While the full program plays out in Utah, each of our partners will host a bespoke slate from the official selection alongside complementary programming of their own. Their communities acting as vibrant hubs of creativity, maker culture, and adventurous audiences. This plan acknowledges the vital role of the independent cinema network in our ecosystem. We are in exploratory discussions with cinemas from LA to Louisville, from New York to Nashville, from Austin to Atlanta, from Detroit to Denver, from Minneapolis to Mexico City — with many more to come.

At the center of all our planning, the 2021 Sundance Film Festival will have an online home, making the festival accessible in a way it never has been before. Audiences will have the opportunity to view the curated program and take part in discussions and special live events online via a brand-new platform. This will be the nucleus of the Festival, a showcase for a world of new work, and home to a global community of festivalgoers who will encounter the art, the artists, and each other. A one-stop point of access, designed to create a participatory experience which brings all the elements and locations of the Festival together. It will center our values of engagement, inclusion, and entertainment, and connect artists with the first audiences as their work meets the world. All this in a way that captures the energy and excitement that has long defined the Sundance Film Festival.

As every day currently feels like a week, and every month like a year, we cannot know what the world will look like in January 2021. But as we plan this scenario, we are building in flexibility, including considering a different start date (January 28) to provide some room between the U.S. presidential inauguration and the start of the Festival.

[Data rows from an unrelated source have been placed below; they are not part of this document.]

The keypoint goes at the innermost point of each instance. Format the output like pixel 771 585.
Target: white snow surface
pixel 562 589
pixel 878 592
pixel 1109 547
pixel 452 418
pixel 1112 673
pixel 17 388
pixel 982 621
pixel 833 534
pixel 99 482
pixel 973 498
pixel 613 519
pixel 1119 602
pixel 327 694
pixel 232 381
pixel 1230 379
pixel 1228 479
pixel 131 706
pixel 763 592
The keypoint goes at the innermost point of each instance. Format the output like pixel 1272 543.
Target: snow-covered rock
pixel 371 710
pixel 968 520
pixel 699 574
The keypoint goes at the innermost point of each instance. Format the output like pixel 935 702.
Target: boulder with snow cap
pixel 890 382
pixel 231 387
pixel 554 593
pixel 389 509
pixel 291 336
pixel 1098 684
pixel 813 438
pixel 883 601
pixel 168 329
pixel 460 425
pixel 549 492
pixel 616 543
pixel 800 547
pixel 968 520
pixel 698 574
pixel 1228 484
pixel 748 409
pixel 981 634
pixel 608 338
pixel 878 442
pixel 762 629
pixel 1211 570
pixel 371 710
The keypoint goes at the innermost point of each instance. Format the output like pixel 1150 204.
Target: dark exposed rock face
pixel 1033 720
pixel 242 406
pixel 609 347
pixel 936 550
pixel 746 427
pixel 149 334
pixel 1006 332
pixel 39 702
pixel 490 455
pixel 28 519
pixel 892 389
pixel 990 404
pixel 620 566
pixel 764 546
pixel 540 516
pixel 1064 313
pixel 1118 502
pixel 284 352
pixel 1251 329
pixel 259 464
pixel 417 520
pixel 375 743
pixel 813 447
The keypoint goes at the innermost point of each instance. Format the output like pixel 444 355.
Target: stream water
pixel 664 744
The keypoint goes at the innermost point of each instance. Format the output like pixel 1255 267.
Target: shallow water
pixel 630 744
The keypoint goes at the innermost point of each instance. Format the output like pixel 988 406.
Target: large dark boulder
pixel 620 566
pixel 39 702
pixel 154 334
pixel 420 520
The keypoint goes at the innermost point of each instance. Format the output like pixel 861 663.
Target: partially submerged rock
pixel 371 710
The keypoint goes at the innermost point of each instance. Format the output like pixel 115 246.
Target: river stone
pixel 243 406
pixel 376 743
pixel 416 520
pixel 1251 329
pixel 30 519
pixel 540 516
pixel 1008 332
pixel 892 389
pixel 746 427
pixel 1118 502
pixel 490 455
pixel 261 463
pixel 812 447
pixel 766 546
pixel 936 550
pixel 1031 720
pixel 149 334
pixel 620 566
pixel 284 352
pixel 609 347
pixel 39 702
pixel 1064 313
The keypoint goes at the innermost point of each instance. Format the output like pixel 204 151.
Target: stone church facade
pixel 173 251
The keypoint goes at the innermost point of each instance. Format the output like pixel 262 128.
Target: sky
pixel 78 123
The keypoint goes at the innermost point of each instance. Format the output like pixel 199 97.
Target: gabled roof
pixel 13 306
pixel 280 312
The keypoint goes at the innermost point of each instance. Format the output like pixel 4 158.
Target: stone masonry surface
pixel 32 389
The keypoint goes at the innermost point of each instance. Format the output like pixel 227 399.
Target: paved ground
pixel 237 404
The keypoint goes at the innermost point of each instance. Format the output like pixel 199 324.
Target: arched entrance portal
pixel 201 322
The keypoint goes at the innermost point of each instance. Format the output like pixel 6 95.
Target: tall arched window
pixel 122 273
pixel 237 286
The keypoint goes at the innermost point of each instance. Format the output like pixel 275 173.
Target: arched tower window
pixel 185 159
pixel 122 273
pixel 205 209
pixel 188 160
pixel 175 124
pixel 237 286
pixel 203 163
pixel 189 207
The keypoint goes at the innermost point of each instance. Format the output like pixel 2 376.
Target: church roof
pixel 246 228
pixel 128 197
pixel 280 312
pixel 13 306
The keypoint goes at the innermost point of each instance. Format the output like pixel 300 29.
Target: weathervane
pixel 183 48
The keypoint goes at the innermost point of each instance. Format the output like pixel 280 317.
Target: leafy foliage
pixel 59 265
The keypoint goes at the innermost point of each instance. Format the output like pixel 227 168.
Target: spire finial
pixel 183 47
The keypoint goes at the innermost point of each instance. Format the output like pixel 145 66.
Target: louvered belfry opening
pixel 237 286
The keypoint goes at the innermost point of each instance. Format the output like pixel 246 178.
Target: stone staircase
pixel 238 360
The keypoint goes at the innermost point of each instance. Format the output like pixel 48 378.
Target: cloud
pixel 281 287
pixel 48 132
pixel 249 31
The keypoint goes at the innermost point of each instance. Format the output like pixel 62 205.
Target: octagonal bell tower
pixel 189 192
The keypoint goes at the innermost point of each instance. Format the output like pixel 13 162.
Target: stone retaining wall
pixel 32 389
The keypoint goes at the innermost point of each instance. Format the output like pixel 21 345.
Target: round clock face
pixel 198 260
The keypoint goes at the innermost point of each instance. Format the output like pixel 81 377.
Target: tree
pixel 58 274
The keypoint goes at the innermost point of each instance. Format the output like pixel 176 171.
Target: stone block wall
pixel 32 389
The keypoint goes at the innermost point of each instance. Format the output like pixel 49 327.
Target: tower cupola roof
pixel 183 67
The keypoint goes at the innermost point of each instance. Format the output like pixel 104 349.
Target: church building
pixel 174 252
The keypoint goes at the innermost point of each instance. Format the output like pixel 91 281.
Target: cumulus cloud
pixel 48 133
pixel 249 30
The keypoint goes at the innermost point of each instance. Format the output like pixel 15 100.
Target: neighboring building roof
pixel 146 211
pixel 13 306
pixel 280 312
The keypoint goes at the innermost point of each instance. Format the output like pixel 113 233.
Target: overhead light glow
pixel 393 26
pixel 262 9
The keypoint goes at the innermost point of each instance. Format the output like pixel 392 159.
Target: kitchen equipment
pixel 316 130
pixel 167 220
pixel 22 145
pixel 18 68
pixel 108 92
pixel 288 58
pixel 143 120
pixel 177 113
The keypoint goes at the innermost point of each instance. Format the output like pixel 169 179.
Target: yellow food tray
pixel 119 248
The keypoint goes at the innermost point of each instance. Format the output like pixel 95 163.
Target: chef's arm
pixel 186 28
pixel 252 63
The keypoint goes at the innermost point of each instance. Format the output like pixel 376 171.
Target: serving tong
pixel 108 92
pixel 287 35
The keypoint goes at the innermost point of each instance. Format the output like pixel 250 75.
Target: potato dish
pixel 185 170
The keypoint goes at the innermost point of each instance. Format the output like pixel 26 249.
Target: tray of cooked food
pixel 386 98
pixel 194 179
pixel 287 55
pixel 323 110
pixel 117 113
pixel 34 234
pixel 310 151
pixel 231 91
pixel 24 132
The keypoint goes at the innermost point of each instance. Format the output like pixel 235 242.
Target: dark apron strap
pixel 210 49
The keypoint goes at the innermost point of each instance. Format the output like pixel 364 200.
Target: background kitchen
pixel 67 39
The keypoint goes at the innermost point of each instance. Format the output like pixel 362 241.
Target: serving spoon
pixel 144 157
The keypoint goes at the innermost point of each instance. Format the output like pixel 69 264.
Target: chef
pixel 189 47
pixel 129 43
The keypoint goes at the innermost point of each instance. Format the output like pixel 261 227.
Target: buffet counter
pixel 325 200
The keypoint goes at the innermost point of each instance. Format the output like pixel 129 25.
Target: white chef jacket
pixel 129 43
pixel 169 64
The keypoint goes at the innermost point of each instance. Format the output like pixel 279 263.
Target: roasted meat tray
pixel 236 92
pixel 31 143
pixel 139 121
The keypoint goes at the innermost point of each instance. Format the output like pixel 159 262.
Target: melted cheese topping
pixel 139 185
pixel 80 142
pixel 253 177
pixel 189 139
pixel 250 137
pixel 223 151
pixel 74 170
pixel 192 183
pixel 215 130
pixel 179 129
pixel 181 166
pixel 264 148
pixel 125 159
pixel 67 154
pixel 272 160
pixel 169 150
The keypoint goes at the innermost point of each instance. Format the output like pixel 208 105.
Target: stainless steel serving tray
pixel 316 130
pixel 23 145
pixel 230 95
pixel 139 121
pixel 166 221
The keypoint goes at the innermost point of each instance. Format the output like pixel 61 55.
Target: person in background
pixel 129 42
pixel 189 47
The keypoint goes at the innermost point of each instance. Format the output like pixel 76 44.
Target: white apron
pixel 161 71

The success of this idea, indeed its very heartbeat, depends upon collaboration — between us and key players in this delicate ecology of independent cinema. Rest assured that even amid the excitement of experimentation, if our approach doesn’t work for the artist, it doesn’t work for us. Our model intentionally allows us to dial up or dial down the live gatherings (especially in our Utah home) and Festival length as conditions dictate. The structure as we are currently conceiving it will remain intact — a Festival that for this year is live and digital and is co-created with partners. A Festival that will serve our communities where they want to be, given conditions of pandemic and economy. A Festival that is more than the sum of its parts, but whose parts are all driven by values and the opportunity to think a different thought.

We will be cheering on and learning from our colleagues putting on festivals in the fall and once again recognizing how fortunate we were to be able to have our 2020 edition, and now have some time to think about 2021. We look forward to exchanging ideas and improving on the specifics over the coming months. Together we can thoughtfully build this special edition of the Sundance Film Festival, perhaps breaking some “rules” as we go.

We are reminded daily of the power of what is made newly visible to us, the importance of what we look at. My hope for this edition of the Sundance Film Festival is that through a multiplicity of perspectives held by artists and audiences in their various communities we will also come to feel the power of where we look from.